One solution to the above problem is to find a better sub-group defined by individual features for the processing scheme. This problem of finding subgroups with different therapeutic effects is called subgroup analysis. Such sub-component analysis helps to explore, for example, heterogeneity in therapeutic effects.
Subgroup analysis methods can be broadly divided into two categories, namely, confirmatory subgroup analysis and exploratory subgroup analysis. The confirmatory subgroup analysis is mainly used to handle a small number of predefined subgroups, whereas the exploratory subgroup analysis is a data-driven way to determine subgroups with different therapeutic effects. In the method of confirmatory subgroup analysis, subgroups are predefined by a professional, which is highly subjective and this subjectivity may directly lead to the confirmatory subgroup analysis causing suspicious results and the possibility of deliberate manipulation of the analysis results. The exploratory subgroup analysis adopts a method based on a tree structure, which is a technique widely concerned at present for identifying heterogeneity, can automatically identify subgroups without advance, and is suitable for the condition of large data volume.
However, both in the verification subgroup analysis and the exploratory subgroup analysis methods may only handle binary processing, and there is a problem that the analysis result is inaccurate. Therefore, there is a need for an improved solution for operation outcome evaluation.
Disclosure of Invention
In view of the above, the present disclosure proposes a method, an electronic device and a computer program product for evaluating an operation result.
According to a first aspect of the present disclosure, a method of evaluating an operation result is provided.

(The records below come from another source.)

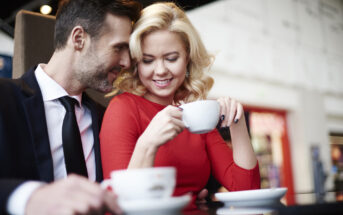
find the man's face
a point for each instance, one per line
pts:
(106, 55)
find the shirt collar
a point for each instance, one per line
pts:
(50, 89)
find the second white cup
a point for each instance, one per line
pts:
(145, 183)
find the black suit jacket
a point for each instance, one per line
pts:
(24, 143)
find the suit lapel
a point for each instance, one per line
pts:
(35, 113)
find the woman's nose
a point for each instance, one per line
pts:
(160, 68)
(125, 61)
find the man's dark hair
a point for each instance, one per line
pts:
(90, 14)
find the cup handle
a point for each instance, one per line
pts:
(184, 122)
(105, 184)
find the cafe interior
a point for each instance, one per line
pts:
(282, 59)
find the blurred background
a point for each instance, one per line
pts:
(283, 59)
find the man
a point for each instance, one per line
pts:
(91, 47)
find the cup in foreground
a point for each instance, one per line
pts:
(201, 116)
(145, 183)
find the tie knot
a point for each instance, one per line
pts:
(69, 103)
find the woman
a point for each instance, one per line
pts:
(143, 126)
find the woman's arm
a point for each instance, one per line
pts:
(243, 153)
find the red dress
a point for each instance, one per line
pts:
(195, 156)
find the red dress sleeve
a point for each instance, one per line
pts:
(225, 170)
(117, 146)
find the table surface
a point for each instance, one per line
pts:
(307, 204)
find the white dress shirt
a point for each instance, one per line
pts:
(54, 113)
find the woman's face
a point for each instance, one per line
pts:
(163, 67)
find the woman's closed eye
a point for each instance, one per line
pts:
(171, 59)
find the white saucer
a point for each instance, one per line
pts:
(164, 206)
(252, 197)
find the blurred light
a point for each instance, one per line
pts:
(45, 9)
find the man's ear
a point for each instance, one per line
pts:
(78, 37)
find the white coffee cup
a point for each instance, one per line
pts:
(201, 116)
(142, 184)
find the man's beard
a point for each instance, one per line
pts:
(96, 79)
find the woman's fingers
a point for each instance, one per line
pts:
(230, 111)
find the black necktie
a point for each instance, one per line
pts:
(72, 145)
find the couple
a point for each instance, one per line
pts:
(91, 47)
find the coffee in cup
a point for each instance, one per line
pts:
(201, 116)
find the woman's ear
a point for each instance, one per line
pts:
(78, 37)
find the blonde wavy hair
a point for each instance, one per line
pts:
(168, 16)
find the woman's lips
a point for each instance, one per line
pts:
(162, 83)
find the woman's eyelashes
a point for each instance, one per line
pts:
(168, 59)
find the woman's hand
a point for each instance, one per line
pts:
(231, 111)
(165, 126)
(232, 117)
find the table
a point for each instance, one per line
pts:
(308, 204)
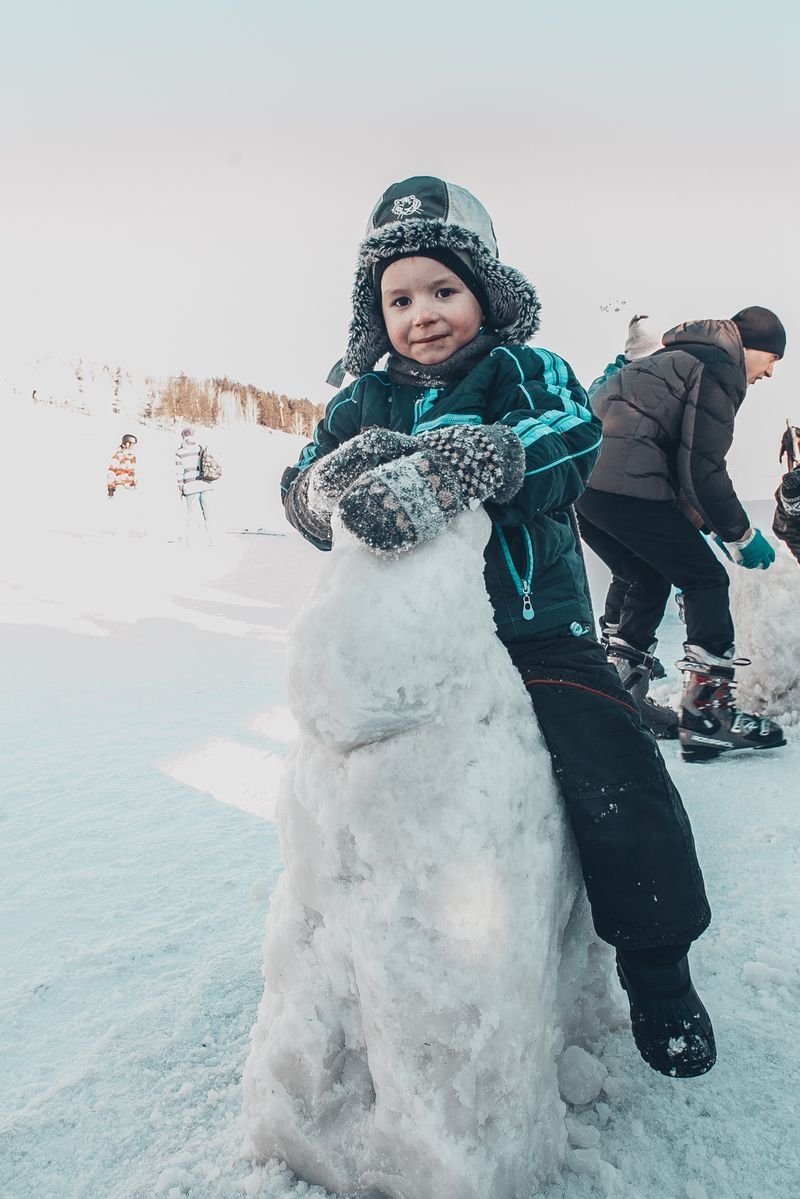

The method may comprise establishing an initial prediction model for a set of observation data, wherein the initial prediction model has a hierarchical structure and comprises a gated node for grouping individuals and a plurality of different expert nodes for performing predictions based on different prediction methods, and wherein the observation data comprises a plurality of individual features of a plurality of individuals, respective ones of the predetermined operations performed for the plurality of individuals, and respective operation results. The method also includes determining parameters of a gated node and an expert node of the initial predictive model using the observation data to obtain a final predictive model. The method further comprises the following steps: and predicting the individual subgroups matched with the expert nodes in the final prediction model to determine operation results of the predetermined operation on the individual subgroups.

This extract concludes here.